Wednesday, October 7, 2009

Does "youth" and "stepmom" go together?

Everyday, I feel very young. I feel too young. I'm not sure I want to know how often I think, "I'm too young to be dealing with this." Sometimes, I ask myself "Right?" as if I'm not sure I should ask that question.

I picked up the kids from school in the Spring twice a week. I worked from home in order to pick up the kids. I stood around with all the "real" moms. It was mostly awkward. I felt way too young (and professional-ish) to be standing at a school gate, with little children running around with brightly colored backpacks and kicking their lunch cases around. The amount of screaming and yelling is also something I wasn't used to. I have generally tried to avoid schools for the past so many years. They took on a new meaning when I moved to LA for grad school- Ridiculous side-street traffic. Mini-vans. Sudden stops. Jammed turn lanes. And I still feel that way about them, just with some more depth.

But then I think about how my old (not "older") friends are having babies now. Some of them have toddlers. Maybe I'm not "too young." But then again, I also am seeing that a lot of my old friends are just now getting married. I'm also not raising my husbands babies- I am helping to raise 2 older children. They are only sort of growing up with me but don't accept me as someone that has always been there. I have started later on the timeline, which means I face completely different issues than any of my friends with babies or new marriages.

I am still thinking of myself as "younger", "twenties", and recently out of college. The twenties part is definitely true, but when do you stop being younger? What's "recent"? They say that children of divorce are forced to grow up faster. Same thing for no-bio-kid stepmoms in a first marriage?

There have been plenty of instances where moms have given me dirty looks and teachers have expressed shock that I am a stepmom. Ridiculous, really, since there are many young moms and stepmoms out there, and all of the instances were in the latter half of my twenties. There have been only two times where I've been respected as a legitimate source of authority by others outside of family and close friends: First, as a soccer coach. The parents look to me for advice about soccer, injuries, and feedback about their children's progress. Second, a mother who decided to get over her prejudice told my stepchildren to respect me and say. "Thank you," when I bought them snacks in Target. Very gratifying, but moments that are noticeably few and far in between.
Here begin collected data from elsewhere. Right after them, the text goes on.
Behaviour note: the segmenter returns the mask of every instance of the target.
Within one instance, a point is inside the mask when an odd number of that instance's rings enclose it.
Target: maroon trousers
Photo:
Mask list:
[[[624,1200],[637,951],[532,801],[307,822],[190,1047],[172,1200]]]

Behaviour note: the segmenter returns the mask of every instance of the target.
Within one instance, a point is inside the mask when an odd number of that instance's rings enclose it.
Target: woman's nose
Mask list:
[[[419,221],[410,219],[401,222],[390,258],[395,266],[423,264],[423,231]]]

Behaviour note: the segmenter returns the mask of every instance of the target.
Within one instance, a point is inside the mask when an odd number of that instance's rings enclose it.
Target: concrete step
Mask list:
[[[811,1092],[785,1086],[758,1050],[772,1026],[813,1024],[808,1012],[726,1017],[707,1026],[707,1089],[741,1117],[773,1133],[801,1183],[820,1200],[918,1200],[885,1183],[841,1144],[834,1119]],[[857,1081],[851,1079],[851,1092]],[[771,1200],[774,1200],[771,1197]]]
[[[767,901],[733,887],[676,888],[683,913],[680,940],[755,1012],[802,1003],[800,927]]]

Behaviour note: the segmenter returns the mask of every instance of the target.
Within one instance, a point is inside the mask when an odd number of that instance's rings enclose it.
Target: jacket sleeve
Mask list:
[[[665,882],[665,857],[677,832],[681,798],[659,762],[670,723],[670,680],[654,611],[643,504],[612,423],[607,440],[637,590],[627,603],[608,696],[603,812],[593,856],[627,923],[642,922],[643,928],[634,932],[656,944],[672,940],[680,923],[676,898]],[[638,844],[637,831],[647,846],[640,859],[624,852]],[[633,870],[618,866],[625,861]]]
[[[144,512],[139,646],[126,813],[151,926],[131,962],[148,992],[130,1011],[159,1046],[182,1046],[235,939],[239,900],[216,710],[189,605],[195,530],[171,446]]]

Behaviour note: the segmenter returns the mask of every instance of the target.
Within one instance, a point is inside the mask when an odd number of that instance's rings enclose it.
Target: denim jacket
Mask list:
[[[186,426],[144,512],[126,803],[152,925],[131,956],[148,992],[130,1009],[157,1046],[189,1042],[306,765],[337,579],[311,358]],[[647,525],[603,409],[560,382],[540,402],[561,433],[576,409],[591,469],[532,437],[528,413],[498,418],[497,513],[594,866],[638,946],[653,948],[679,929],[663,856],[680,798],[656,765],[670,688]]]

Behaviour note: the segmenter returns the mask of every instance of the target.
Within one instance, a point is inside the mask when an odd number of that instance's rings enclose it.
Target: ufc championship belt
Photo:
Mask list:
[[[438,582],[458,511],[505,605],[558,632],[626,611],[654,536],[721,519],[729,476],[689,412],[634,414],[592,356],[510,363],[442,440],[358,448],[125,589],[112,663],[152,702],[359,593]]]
Is it really my age? Am I actually "too young"? Why should a stepmom be older? Moms are able to start young, and it's considered healthy. A stepmom picks up at a later stage, missing things no matter what age they are. Is there an expectation of age for stepmoms no one mentions? And besides all the societal ponderings, do my feelings of being too young actually reflect a desire to be less responsible and mature?